対して2049の前作、2019年のブレードランナー世界に影響を受けているはずの攻殻機動隊=2501の世界では人間自身が電脳化、義体化を導入し、一代限りのかたちではあるが身体を拡張することで、生身の人間がなしえなかった3K仕事をこなして世界を変えていく。また、2501の世界ではアンドロイドやAIに人間の魂=ゴーストを上書きすることは禁じられている。機械はあくまで機械。だが、押井守が『機動警察パトレイバー THE MOVIE』で遊馬と野明に言わせているような「使う者の知恵と勇気」が、人間に似てもいないAI・タチコマに「性格」らしきものを芽生えさせたりもする。

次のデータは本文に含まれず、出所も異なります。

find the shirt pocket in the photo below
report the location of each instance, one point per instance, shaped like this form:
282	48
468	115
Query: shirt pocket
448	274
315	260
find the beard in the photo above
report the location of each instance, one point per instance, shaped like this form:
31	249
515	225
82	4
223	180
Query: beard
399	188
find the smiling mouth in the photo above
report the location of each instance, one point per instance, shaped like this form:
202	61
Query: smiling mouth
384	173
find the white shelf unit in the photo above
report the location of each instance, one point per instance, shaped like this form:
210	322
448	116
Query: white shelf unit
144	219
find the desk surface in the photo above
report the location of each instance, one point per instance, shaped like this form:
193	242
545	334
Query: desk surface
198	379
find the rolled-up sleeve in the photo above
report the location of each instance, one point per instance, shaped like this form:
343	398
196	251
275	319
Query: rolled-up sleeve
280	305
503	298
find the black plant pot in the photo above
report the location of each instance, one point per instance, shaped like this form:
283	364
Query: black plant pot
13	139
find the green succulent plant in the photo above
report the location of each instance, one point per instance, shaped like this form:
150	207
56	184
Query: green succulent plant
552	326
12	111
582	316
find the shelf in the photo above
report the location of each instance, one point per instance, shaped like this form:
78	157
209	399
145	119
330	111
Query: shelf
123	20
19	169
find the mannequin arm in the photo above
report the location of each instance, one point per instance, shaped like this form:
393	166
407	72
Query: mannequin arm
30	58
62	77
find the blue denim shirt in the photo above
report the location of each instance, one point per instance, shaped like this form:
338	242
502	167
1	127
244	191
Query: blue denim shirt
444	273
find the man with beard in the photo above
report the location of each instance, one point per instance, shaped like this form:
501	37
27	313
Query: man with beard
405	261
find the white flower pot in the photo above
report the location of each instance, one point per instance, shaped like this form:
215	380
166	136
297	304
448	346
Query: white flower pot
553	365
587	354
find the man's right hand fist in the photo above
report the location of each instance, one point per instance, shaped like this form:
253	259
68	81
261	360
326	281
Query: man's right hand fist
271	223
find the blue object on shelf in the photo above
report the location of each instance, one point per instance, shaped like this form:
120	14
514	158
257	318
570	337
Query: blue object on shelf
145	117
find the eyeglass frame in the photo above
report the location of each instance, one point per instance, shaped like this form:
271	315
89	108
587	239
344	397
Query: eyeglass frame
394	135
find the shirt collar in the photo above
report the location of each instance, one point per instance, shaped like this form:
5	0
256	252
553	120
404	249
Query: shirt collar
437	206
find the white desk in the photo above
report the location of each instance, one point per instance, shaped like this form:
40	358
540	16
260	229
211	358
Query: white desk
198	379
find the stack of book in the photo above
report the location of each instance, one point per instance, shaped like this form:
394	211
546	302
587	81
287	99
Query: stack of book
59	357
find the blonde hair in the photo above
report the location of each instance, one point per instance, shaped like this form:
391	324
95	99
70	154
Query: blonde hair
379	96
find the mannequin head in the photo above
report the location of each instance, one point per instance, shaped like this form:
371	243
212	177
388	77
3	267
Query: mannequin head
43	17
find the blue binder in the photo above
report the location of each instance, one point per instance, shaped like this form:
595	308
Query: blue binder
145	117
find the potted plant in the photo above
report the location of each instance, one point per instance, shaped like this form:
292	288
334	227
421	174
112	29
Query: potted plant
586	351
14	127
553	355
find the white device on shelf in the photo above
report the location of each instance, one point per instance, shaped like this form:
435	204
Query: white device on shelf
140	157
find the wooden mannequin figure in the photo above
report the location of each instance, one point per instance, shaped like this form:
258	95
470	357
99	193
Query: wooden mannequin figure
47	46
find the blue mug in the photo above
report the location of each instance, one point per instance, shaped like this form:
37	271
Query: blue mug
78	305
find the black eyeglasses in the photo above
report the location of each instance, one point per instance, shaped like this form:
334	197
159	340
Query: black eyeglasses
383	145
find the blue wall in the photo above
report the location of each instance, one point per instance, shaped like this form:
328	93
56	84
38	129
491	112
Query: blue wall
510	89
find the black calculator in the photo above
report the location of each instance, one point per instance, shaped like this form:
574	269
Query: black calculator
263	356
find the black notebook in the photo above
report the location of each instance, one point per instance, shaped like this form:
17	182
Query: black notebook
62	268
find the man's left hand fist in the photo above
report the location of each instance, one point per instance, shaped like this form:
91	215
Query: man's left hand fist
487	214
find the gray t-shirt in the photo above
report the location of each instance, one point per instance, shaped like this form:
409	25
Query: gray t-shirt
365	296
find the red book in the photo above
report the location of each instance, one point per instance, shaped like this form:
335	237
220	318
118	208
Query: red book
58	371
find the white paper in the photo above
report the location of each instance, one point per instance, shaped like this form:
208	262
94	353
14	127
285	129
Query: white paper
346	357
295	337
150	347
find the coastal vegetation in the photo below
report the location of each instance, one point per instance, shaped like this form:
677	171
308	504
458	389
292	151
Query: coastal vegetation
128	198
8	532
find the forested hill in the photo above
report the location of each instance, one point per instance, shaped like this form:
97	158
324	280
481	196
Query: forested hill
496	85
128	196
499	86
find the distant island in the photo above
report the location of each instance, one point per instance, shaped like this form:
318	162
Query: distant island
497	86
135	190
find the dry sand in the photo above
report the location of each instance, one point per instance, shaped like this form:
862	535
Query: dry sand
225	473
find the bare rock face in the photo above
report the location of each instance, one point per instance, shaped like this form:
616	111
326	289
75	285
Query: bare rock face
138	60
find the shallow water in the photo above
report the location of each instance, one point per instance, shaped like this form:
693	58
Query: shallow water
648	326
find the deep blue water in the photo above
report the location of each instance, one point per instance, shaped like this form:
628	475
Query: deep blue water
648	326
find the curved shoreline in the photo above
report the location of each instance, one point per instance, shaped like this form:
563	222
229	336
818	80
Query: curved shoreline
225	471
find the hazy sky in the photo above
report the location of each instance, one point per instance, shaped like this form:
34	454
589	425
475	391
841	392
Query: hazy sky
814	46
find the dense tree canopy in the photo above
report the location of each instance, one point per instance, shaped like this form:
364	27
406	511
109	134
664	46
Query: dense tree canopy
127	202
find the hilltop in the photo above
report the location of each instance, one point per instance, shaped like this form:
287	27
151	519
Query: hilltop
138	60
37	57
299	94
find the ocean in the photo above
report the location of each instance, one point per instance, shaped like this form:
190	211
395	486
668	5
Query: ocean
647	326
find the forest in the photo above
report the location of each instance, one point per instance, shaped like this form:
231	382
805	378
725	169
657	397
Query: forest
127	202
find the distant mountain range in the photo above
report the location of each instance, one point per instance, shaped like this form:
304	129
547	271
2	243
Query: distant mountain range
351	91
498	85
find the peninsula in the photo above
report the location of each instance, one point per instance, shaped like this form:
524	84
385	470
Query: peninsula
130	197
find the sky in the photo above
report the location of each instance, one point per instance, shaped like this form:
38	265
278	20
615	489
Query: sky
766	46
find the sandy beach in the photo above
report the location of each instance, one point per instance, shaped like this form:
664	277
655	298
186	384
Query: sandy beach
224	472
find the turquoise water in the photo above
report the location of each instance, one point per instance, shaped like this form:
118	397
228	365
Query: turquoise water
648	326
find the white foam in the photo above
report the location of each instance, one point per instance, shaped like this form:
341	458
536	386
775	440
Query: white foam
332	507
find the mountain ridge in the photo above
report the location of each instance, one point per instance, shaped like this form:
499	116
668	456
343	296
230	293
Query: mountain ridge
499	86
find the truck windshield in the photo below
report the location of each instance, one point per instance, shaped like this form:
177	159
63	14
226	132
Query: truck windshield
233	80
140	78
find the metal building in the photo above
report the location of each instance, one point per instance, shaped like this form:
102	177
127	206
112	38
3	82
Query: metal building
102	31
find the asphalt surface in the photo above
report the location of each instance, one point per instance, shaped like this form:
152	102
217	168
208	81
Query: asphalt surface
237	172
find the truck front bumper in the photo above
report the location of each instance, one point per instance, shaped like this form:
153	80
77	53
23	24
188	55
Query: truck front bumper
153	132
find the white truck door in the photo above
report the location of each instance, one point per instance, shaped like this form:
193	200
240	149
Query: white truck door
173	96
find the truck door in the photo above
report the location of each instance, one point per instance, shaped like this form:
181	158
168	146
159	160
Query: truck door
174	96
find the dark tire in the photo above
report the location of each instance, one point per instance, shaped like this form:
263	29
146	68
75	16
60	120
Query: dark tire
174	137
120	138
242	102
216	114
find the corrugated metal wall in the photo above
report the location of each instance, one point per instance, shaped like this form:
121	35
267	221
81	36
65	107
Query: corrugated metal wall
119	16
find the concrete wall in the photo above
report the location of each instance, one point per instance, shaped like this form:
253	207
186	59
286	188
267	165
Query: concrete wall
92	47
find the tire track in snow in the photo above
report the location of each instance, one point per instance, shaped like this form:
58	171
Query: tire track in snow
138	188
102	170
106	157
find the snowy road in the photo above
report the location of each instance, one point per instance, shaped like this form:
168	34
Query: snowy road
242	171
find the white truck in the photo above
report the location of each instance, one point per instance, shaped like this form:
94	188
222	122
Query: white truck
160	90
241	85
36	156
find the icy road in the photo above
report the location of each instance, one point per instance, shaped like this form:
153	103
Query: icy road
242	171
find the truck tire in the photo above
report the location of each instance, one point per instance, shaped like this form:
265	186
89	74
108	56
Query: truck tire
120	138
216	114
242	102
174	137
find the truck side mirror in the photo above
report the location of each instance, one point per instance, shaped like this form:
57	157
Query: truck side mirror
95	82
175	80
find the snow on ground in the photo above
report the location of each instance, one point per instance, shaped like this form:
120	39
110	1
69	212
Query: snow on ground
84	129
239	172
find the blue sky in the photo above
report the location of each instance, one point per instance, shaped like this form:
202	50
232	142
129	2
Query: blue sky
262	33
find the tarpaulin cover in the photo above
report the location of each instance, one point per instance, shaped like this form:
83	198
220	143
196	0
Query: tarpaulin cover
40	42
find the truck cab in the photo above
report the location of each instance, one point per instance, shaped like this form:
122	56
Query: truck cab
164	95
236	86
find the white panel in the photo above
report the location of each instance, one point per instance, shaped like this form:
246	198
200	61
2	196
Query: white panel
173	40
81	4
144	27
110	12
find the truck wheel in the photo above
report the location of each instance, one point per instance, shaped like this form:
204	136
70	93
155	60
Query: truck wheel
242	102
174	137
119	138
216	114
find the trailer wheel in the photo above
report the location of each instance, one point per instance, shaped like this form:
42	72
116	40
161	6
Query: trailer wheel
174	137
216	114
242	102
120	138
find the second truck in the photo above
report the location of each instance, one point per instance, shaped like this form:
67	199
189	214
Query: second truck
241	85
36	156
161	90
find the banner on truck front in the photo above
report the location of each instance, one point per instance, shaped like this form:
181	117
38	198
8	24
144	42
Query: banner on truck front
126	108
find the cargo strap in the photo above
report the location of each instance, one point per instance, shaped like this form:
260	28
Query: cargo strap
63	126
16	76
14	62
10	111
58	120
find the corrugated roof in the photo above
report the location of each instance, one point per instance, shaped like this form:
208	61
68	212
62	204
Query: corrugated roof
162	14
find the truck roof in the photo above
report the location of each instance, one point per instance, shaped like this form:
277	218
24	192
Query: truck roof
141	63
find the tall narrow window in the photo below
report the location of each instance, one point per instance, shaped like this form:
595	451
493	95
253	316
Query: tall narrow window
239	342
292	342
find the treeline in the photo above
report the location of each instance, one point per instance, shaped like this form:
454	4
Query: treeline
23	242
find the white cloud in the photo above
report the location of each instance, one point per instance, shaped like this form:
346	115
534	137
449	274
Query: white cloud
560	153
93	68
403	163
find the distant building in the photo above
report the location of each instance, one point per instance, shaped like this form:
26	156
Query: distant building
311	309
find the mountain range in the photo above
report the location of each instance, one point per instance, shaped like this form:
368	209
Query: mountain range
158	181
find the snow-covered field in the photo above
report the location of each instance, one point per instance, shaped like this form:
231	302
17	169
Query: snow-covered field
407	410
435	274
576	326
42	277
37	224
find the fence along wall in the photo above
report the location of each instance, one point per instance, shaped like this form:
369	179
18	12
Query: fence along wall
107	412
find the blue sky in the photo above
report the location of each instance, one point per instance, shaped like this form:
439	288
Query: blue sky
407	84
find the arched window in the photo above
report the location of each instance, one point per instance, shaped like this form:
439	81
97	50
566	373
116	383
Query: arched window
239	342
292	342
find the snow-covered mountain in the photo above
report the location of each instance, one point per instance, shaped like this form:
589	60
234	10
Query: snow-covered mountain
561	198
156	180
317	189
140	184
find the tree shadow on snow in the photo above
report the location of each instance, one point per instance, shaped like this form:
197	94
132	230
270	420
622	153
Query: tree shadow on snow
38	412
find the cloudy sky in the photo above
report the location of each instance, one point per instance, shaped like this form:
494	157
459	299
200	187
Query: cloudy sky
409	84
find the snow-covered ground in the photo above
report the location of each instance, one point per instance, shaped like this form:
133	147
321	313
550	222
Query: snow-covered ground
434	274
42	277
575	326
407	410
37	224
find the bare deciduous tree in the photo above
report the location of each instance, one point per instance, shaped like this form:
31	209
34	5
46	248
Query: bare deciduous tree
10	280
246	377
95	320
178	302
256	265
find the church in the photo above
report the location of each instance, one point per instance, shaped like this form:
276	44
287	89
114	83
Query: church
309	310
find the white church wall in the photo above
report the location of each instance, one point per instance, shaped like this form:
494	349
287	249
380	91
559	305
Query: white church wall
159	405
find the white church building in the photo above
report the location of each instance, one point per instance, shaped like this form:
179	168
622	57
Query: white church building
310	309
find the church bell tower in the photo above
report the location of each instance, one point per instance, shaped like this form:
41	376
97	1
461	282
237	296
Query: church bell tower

この世界観の根差すところについて、わたしのアタマですぐに思いつくのは宗教観だった。
2049の世界では神が造った人間は魂あるものとして扱われるが、人間が作ったレプリカントは家畜と同じ扱い、よくて待遇のいい黒人奴隷だ。そこには旧約聖書に書かれた神と、神がデザインした人間、神が人間のために造った世界という秩序が保たれている。
それに比べると2501の世界では、人間は神が造った姿のままに留まらない。義体化してみたり電脳化してみたり、人間型どころか箱に手足のついたジェイムスン型義体に好き好んで移植されてみたり、さらには義体と電脳からも遊離してネット上を漂う意識体(キリスト教的に考えれば、これはもはや天使の領域である。実際、映画ではそのような描写がある)になってみたり。


「GHOST IN THE SHELL 攻殻機動隊」予告編 YouTube2


仏教では、キリスト教の神のように、倫理規範を司る存在が人間の外部に存在するとは考えない。すべての生物が仏性、つまり完全な人格者としての仏陀になれる可能性を宿していると考える。また、すべての事象は「空」であり、人間存在の物理的な様態を含め、本体や実態はこれだ、と定めることには意味がない、と考える。2501の世界はこうした、仏教的な世界観に根差しているように思える。押井守が作中で聖書を引用しているにもかかわらず、だ。
ただ2501の世界でも、身体と脳から自由になって、一見すると形の上では解脱はしているのに、『GHOST IN THE SHELL  攻殻機動隊』の続編『イノセンス』を見ると、人間の煩悩は消滅せず「成仏」できていないのがおもしろい。人間は、いったいどこまで迷える人間なのだろう。